Xavierはバルセロナでの一年留学で、実にたくさんのことを学んだのではないでしょうか。

バルセロナのアパートで共同賃借人となった英国、ドイツ、スペイン、ベルギー、イタリア、デンマークの友人たちとの交流を、Xavierも友人たちも生涯忘れないでしょう。

レスビアン(Lesbian)のベルギー人女性との交流も貴重です。青春の思い出を大切にして生きていくことが大事なのでしょう。

異なる文化、生活環境で生きてきた友人の生きざまを見聞することにより、Xavierにはフランス人としての自分が見えてきたのでしょう。

「一年で何を学んだの」ときく母親に対し、Xavierが「黙って、ママ」と無愛想にいうシーンがありますが、私は頼もしさを感じました。
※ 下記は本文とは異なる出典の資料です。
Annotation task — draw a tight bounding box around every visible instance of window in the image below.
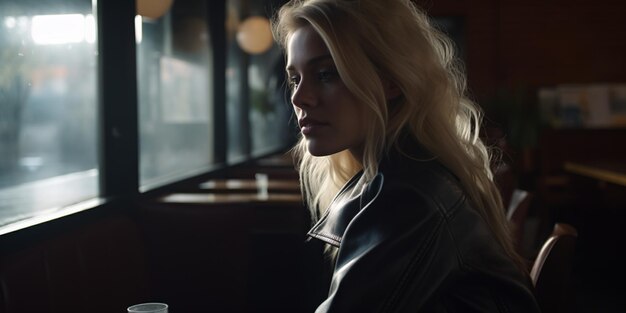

Xavierは母親を深く愛しているからこそ、こんな喋り方ができるのです。自分の生き方をしっかり歩もうとする若い男は親に余計なことを言わないでしょうし、それでこそ精神が鍛えられるのです。

「母親に余計なことを言うべきでない」というのは日本人の感覚かもしれません。韓国男性なら、母親に何でも相談する方が多いかもしれません。型にはめて議論するのは良くないかもしれません。

この映画でも、「-人はこうだ」と型にはめるのはよくないとスペイン人が英国人に反発するシーンがあります。

大きすぎる市場経済の管理、運営は困難-経済のグローバル化の本質的な矛盾


神聖ローマ帝国の復活そのものはありえないでしょうが、こんな若者たちが沢山欧州にいるなら様々な困難を乗り越えられるのではないでしょうか。

しかし現実の欧州は若年層の失業問題がかなり深刻です。失業の原因の根元には、欧州統合があるのかもしれません。

大きすぎる市場経済を管理、運営することは困難ですから、市場統合が進めば各国経済は不安定化し格差ができてしまいかねないのです。

通貨を統合しても、財政は別ですから困窮した地域に支援ができにくい。米国内の地域格差であれば、困窮した地域への財政支援に米国民はさほど反対しませんが、欧州内ではそうならない。

金融資産の諸国間移動自由化により、成長性のある地域に富が偏在化し、その地域の富裕層はさらに恩恵をうけて豊かになります。

しかし富が入ってこない地域には投資が十分されませんから低成長になり貧困化してしまいます。イタリアとスペインの若者はその後どうなったでしょうか。

ドイツ人の若者は立身出世を遂げていそうです。頑張れ!と声をかけてやりたいですね。